Dengan sumberdaya yang begitu besar, Ashadi meyakini Indonesia mampu memimpin dalam pengembangan energi panas bumi di level global. Pasalnya, energi panas bumi Indonesia kapasitasnya mencapai 40% dari total yang ada di dunia. 

 

“Ini merupakan keunggulan alam Indonesia yang perlu dimanfaatkan,” tegasnya.

 

Selain itu, Indonesia termasuk dalam kawasan Ring of Fire, dimana energi panas bumi sangat melimpah. Itu sebabnya, pemerintah memetakan wilayah kerja pertambangan (WKP) berdasarkan pola rangkaian gunung api yang disesuaikan dengan sumberdaya yang ada. 

 

Pemerintah telah memiliki WKP di hampir semua wilayah di Indonesia, kecuali Kalimantan dan Papua, karena daerah tersebut tidak termasuk dalam kawasan gugusan gunung berapi.

 

“Saya sendiri pernah terlibat mengembangkan geothermal di Jawa dan Sumatera. Tiap-tiap lokasi memiliki tantangan dan keunikan tersendiri,” kata Ashadi yang sekarang aktif di KS Orka & Sorik Merapi Geothermal.

 

Pengurangan GRK Sektor Energi

Indonesia telah berkomitmen penuh, baik melalui Protokol Kyoto maupun Perjanjian Paris untuk berkontribusi nyata dalam pengurangan gas rumah kaca. Sektor energi menjadi salah satu fokus pemerintah, selain menjaga ketahanan energi, suplai dan pengembangan, termasuk melakukan terobosan melalui kebijakan, baik di sektor hulu maupun hilir.

 

Kepala Badan Geologi Kemen ESDM Eko Budi Lelono. (Sumber: Jekson Simanjuntak)

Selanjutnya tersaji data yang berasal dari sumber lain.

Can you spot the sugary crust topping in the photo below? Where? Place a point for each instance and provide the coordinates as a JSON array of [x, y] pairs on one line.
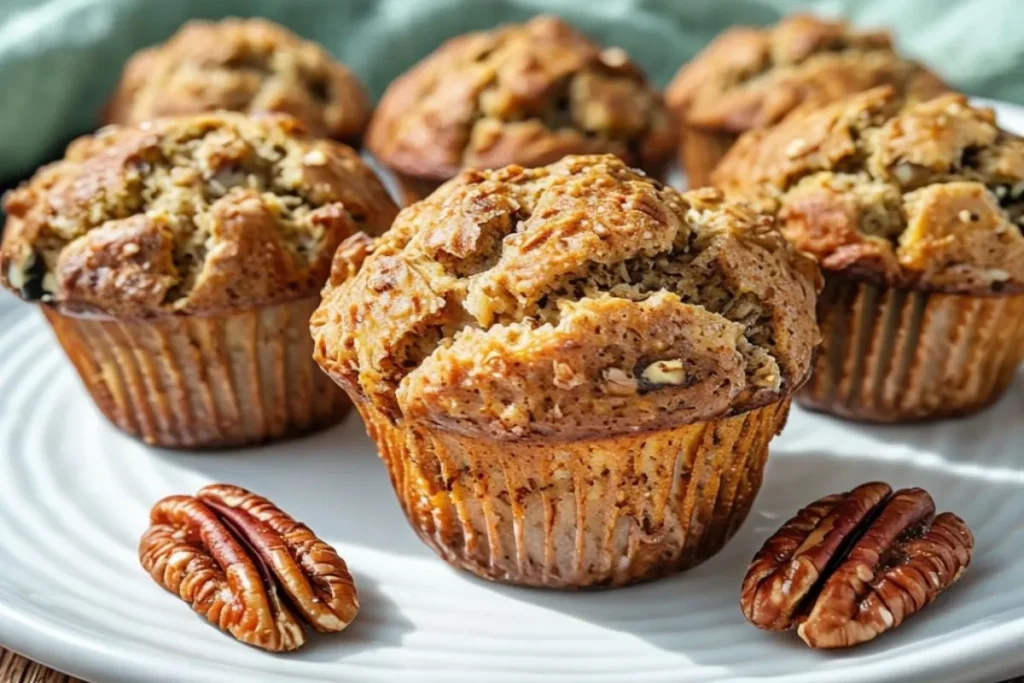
[[250, 66], [187, 215], [524, 94], [577, 299], [754, 77], [928, 195]]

Hal itu diungkapkan Kepala Badan Geologi Kemen ESDM Eko Budi Lelono pada sesi webinar terkait pengenalan panas bumi kepada awak media, di Jakarta, Sabtu (25/9).

 

Dari sisi ketahanan energi, pemerintah menyadari bahwa penggunaan energi baru terbarukan merupakan solusi yang harus segera dilakukan. Salah satunya melalui pengembangan energi panas bumi.

 

“Salah satu target pemerintah adalah meningkatkan peran energi panas bumi untuk kebutuhan listrik dan mulai mereduksi peran energi fosil,” katanya.

 

Dia menjelaskan, Indonesia memiliki potensi sumberdaya energi yang besar, berkelanjutan sekaligus ramah lingkungan. “Hanya saja bila dibandingkan dengan sektor migas, pelaku usaha panas bumi jauh lebih sedikit,” ujarnya.

 

Dewan Pengawas Aspermigas Prof. Subroto (sumber: Jekson Simanjuntak)

Senada dengan itu, Dewan Pengawas Aspermigas Prof. Subroto mengamini jika Indonesia dikaruniai kekayaan alam yang melimpah. Selain terletak di daerah tropis, Indonesia merupakan bagian dari Ring of Fire atau wilayah yang dikelilingi oleh banyak gunung berapi. 

 

“Ini merupakan kekayaan alam yang melimpah dalam bentuk geothermal,” kata Prof. Subroto pada sesi Pelatihan Media Pengenalan Panas Bumi, Sabtu (25/6).

 

Hanya saja, ketika Indonesia melakukan transisi energi, yakni beralih dari energi fosil menuju energi terbarukan, hal itu bukan perkara mudah.


Direktur Utama JSK Petroleum Academy Moch. Abadi mengatakan, energi panas bumi berasal dari bawah permukaan Bumi dan letaknya sangat dalam sekali. Energi panas bumi adalah energi yang tersimpan di perut Bumi.

 

Energi panas dibawa ke permukaan oleh konduksi termal, utamanya intrusi ke dalam kerak Bumi dari magma cair yang berasal dari mantel. Kondisi itu juga diakibatkan oleh sirkulasi air tanah ke kedalaman yang lebih jauh.

 

“Yang kita manfaatkan bukan panasnya, tapi steam atau uap airnya,” kata Abadi.

 

Pangsa EBT dalam bauran energi nasional. (sumber: Kepala Badan Geologi Kemen ESDM Eko Budi Lelono)

Netral Karbon 2060

Indonesia memiliki potensi yang sangat besar, karena berada di kawasan Ring of Fire. Alasan itu, menurut Abadi, menjadi pertimbangan ketika ingin memanfaatkan energi panas bumi secara optimal.

 

“Potensi Indonesia sebesar 40% dari seluruh sumberdaya panas bumi di dunia,” tegasnya.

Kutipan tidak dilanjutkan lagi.